Ujjayi Pranayama involves contracting your throat a bit as you breathe in and out to create a scratchy sound, just this side of snoring. I call it the Darth Vader breath. It also reminds me of the sound you get when you put a large seashell close to your ear. This practice helps you to focus on breathing and it also stimulates the vagus nerve. Some people use it to help manage their emotions.

Nadi Shodhana is what you might call ‘alternate nostril breathing’. Start by breathing out thru one nostril while blocking the other, then breathing in thru the other while blocking the one. Alternately closing and opening each nostril using your thumb and ring finger of either hand. Keep switching back and forth like this for about five minutes, or as long as comfortable to fuel, balance and harmonize your mind and body, your left and right brain.

Kapalabhati Pranayama is also called the ‘breath of fire’. It’s a great way to clean and charge your respiratory system, your nervous system, your cardio-vascular system, as well as your immune system. It’s perfect for warding off mental fogginess, general fatigue, as well as physical illness. Sit up straight. Breathe thru the nose. Contract your belly to quickly and forcefully exhale a short burst of breath and let the inhale be quick and reflexive. Breathe as fast as you can comfortably manage. You only need do it for a minute or two to feel the powerful benefits.

Savitri Pranayama is very similar to what is called “box breathing.” It is used to focus the mind and body and to balance the sympathetic and parasympathetic nervous system. Breathe in, hold, breathe out, hold.
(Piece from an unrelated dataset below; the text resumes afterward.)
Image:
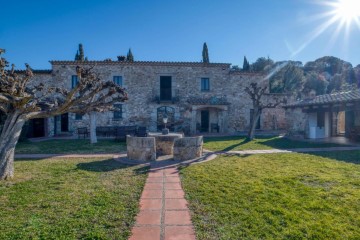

Use a 3-3-3-3 count, a 4-4-4-4 count, or a 5-5-5-5 count. Practice for about five minutes to trigger the health benefits. This technique helps build lung capacity and it can relieve stress. It is used by elite military forces, first responders and corporate executives to prepare for important or stressful events or activities.

Mahat Yoga Pranayama is what you might call the full yogic breath. The idea is to smoothly fill all three breathing spaces, starting with the lower space (from the perineum to the belly button), then the middle space (from the belly button to the nipple line), then the upper space, from the nipple line to the chin). It’s like filling a glass of water: it fills from the bottom up. This exercise helps develop great breath control and it has many fantastic health benefits.